Malgré "un peu de culpabilité", Céline, elle, garde au contraire de bons souvenirs de l'année où elle a été une maman du week-end pour son fils de deux ans, avant que son père ne démissionne de son rôle. Entre sorties au cinéma et rencontres en boîtes de nuit, elle retrouvait en semaine une deuxième jeunesse, tout en sachant se consacrer pleinement à son enfant le moment venu : "J'étais en pleine forme pour lui octroyer tout le temps nécessaire sans fatigue : promenades à rallonge, préparation de bons petits plats parce que j'avais le temps, finances suffisantes pour le gâter avec des sorties coûteuses dans des parcs d'attractions par exemple. Globalement, j'étais zen sur tous les points". Et pour cause, chez elle, cette décision n'était en rien subie. Depuis l'adolescence, Céline a mis un point d'honneur à privilégier sa vie de femme, après avoir vu celle de sa mère être sacrifiée.

"Moi aussi je méritais de refaire ma vie !"

"Dans mon enfance, ma mère nous avait 24h/24, nos papas ne venaient que sporadiquement quand le vent soufflait dans la bonne direction, et la pension alimentaire était une notion très vague", détaille-t-elle. Après l'avoir quittée, un homme a même lancé à sa mère qu'elle ne pouvait prétendre à avoir une relation sérieuse, à cause de ses "trois boulets à la jambe" (ndlr : ces enfants issus de précédentes unions). Témoin de cette injustice, Céline s'est promis qu'aucun homme ne lui ferait cette réflexion. "En rencontrant mon ex-mari, je lui ai bien fait comprendre qu'en cas de séparation […] il partirait également avec les enfants, car moi aussi je méritais de refaire ma vie !". Et celle-ci a joint les actes à la parole, quand l'homme a annoncé qu'il la quittait après deux ans de mariage.

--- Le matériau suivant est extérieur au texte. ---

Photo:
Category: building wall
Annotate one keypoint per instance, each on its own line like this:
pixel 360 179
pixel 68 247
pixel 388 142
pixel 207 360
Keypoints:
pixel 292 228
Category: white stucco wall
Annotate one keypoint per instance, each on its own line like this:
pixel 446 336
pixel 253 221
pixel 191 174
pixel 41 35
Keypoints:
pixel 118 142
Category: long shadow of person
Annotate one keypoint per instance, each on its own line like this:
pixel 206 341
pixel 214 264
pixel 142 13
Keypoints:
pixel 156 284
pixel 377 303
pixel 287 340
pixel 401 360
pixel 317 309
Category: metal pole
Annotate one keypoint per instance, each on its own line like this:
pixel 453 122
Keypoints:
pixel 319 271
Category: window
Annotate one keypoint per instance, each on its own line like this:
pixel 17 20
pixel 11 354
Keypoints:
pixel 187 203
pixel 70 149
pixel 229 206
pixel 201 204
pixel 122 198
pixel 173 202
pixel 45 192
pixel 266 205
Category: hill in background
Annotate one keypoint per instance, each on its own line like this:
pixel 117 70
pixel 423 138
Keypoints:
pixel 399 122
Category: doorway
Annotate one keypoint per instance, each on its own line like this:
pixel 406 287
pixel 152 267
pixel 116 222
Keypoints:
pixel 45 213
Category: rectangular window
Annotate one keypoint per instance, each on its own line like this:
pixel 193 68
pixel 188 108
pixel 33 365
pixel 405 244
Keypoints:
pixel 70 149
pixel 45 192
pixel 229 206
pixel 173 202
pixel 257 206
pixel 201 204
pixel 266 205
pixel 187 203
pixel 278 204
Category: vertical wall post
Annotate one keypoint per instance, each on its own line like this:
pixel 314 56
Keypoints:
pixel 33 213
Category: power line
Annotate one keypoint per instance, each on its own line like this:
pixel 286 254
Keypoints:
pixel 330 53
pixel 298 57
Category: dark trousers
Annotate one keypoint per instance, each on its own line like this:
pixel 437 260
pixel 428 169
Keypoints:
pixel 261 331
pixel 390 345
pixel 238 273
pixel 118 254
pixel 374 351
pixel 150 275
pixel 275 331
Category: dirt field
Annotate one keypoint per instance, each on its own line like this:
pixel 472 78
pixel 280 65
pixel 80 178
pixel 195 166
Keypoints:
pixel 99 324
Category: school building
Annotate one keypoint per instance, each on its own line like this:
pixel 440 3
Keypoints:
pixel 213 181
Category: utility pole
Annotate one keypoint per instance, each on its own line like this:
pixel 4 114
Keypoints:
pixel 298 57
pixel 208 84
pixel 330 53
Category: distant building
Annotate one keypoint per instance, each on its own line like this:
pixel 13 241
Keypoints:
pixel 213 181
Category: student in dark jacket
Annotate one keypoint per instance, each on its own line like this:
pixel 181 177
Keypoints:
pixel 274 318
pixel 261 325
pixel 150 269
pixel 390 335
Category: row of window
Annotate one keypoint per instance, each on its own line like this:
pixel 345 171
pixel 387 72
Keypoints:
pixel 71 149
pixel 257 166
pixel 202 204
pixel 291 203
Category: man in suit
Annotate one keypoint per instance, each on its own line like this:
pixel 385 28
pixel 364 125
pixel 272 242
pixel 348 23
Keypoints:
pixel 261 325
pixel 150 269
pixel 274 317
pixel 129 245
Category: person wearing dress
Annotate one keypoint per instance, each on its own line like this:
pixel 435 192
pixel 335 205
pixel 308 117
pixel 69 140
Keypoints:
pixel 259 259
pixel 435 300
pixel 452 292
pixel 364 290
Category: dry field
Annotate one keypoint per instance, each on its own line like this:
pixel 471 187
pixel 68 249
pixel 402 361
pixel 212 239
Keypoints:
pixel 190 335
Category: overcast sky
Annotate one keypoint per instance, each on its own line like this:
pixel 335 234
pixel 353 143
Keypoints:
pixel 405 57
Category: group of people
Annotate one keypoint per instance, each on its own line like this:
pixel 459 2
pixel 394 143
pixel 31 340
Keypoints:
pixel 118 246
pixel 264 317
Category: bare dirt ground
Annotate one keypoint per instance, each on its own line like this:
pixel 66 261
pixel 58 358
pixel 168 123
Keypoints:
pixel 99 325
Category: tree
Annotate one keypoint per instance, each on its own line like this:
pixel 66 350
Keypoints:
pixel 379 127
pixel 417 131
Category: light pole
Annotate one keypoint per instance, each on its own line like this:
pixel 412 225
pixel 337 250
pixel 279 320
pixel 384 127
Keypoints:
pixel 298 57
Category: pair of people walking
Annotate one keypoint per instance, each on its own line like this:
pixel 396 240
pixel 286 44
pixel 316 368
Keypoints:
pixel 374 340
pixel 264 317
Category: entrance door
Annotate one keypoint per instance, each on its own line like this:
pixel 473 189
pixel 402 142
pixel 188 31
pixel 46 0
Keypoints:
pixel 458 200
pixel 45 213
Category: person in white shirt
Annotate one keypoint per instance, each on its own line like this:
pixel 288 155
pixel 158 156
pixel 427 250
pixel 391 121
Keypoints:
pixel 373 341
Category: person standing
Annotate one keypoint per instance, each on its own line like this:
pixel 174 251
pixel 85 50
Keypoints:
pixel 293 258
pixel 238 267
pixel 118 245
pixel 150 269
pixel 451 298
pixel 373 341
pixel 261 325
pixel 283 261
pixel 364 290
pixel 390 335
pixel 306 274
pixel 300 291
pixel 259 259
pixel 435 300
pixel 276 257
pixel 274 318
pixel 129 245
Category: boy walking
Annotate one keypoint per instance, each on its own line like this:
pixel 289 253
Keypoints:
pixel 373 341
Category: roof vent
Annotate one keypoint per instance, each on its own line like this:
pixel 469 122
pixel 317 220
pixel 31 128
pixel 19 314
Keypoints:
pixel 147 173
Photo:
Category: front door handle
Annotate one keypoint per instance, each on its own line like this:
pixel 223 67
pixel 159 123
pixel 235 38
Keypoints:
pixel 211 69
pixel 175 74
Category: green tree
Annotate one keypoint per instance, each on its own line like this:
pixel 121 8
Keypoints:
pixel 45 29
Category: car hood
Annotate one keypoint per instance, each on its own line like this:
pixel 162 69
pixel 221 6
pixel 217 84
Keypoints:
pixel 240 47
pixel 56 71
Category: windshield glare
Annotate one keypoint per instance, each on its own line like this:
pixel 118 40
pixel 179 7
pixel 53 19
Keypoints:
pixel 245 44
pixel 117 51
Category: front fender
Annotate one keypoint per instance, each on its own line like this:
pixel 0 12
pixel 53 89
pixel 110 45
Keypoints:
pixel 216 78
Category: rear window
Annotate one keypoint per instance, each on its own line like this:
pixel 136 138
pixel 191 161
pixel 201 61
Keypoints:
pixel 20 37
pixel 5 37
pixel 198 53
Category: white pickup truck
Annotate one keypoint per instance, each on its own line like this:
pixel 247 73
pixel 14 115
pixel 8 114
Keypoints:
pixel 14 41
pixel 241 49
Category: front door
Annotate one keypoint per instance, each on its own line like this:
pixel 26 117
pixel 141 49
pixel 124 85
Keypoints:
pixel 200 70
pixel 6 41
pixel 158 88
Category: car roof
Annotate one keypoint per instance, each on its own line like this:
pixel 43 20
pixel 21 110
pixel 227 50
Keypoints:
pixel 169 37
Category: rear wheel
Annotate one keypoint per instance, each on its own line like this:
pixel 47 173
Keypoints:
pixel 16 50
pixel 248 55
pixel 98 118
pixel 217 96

Un choix presque militant lorsque l'on sait qu'hommes et femmes n'ont, à la base, pas les mêmes chances de refaire leur vie après une rupture : "Les hommes qui n'ont pas la garde des enfants, vont retrouver une compagne relativement rapidement. Pour le parent qui a la garde principale et notamment les femmes, la recomposition conjugale est beaucoup moins fréquente et beaucoup plus tardive", détaille le sociologue Gérard Neyrand. Autre inégalité : les hommes ayant la garde exclusive de leurs enfants quant à eux, "restent attractifs sur le 'marché amoureux'", contrairement aux femmes dans la même situation.

Dans d'autres cas, c'est la carrière professionnelle qui est au centre de la question, les femmes à la tête d'une famille monoparentale étant souvent perçues par les recruteurs comme peu fiables. Une situation d'autant plus problématique qu'elles sortent généralement appauvries d'une séparation. Malgré ces prises de conscience, la société semble évoluer lentement sur ce sujet tabou, comme le confirme en chiffres Gérard Neyrand : "on est passé de 8% de garde par le père dans les années 70, à 12% maintenant".